APPENDIX to paper:

Extraction of functional binding sites from unique regulatory regions:
The Drosophila early developmental enhancers

Dmitri A. Papatsenko, Vsevolod J. Makeev, Alex P. Lifanov, Mirelle Regnier, Anna G. Nazina and Claude Desplan.


1 Developmental enhancers: maps of binding site distribution.

1.1 Site motifs.

   Motifs for the 11 binding sites are shown. Footprint results were mapped on the DNA sequence for each binding site. Alignments shown on Figures a1-a11 were constructed on the basis of available published data [1-36] and with the help of the ClustalW algorithm (Megalign, DNA Star inc.). The Tailless motif was not used in the study due to the poor alignment; The Paired Homeodomain and Paired Paired domain motifs were not used due to the low number of available sites. The length of each motif was determined on the basis of its informational content.

1.2 Cutoff values.

   Figure a12 shows the behavior of the penalty function (P(cutoff)=Ln((H)*(H)/(H+FN))/Ln(FN+FP) for six binding sites: Bicoid, Krüppel, Hunchback, Knirps, Caudal and Ftz. The X Axis is the cutoff value for the matrix search. Peak values of the function for the six proteins and the corresponding cutoff values are shown in Table a1. These optimal cutoff values were used to build the preliminary consistent maps for the six transcription factors (shown in Tables a2 - a6, a9). Each preliminary map includes the data for just one transcription factor. The final consistent map for each enhancer region (see "refined and consistent maps") was constructed by merging the independently generated data for several transcription factors.
    The relevance of the penalty function used is demonstrated on the Krüppel example: Tables a8 - a10 show the comparison between three close peak values for Krüppel (numbered on Figure app12). Results of the initial search for Krüppel (20 best matches) are shown in Table a7. False-positives are shown in green, false-negatives are shown in blue, hits are shown in red.

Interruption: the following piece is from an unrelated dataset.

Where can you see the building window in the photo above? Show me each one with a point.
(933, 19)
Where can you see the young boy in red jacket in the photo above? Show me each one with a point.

1.3 Refined and Consistent maps.

Tables a11-a29 show the comparison between the "refined" and the "consistent " maps for the best known enhancers. Both types of maps represent only distribution of the most robust binding sites. Sites that were not available in sufficient numbers (Paired), produced an ambiguous alignments (Tailless, Even-skipped) or were detected in just one enhancer from our collection were not included in our maps. "Virtual" maps (possible distribution of known motifs) were built for the eve stripe 4+6 and the runt stripe 5 enhancers, for which the footprint data was not available. Sequence of each enhancer was verified with the Drosophila Genome Project; the borders of each region were set in according to published data.

2 Formulation of Scanseq algorithm.

2.1 Motif description.

Consensus: The most general mathematical definition of a "motif" is a set of allowed words. In the simplest case, a motif can be represented by "the consensus", for example in the form of standard IUPAC abbreviations. For instance, the motif containing words AGCTAT and AGCTGT can be described by the consensus AGCTRT. All words that can be derived from the consensus by a set of allowed operation (substitutions, insertions, deletions etc) define a consensus neighborhood. If only substitutions are allowed (the so-called Hamming distance) the consensus neighborhood can be found using counting with a mismatch scheme.

Positional weighted matrix: A more advanced method of motif representation is a positional weighted matrix (PWM). In this case, the chance of a substitution in a given position is weighted. Therefore, in the case of PWM, a threshold is required each time to define a motif. The popular way of defining PWM is a probabilistic model, in which one uses probabilities of observing a specific letter at a specific position of the motif. The likelihood of observing the word in this probabilistic model is compared to the chosen threshold to conclude if the word does or does not belong to the motif.. The most practical way of evaluating potential matches is to calculate the log-odds ratio of the resulting probability to the corresponding probability yielded by a random model [37], in this case called the "standard".

Hidden Markov Model: In the HMM representation [38, 39], the positions are no longer independent. Position probabilities are linked with the Markov model and the transitional matrices are estimated from the word set. In the case where there are no insertions or deletions allowed [40, 41], searching for matches with HMM can be performed with the help of log-odds ratios, essentially in the same way as with PWM. Currently we do not use an HMM representation in our approach.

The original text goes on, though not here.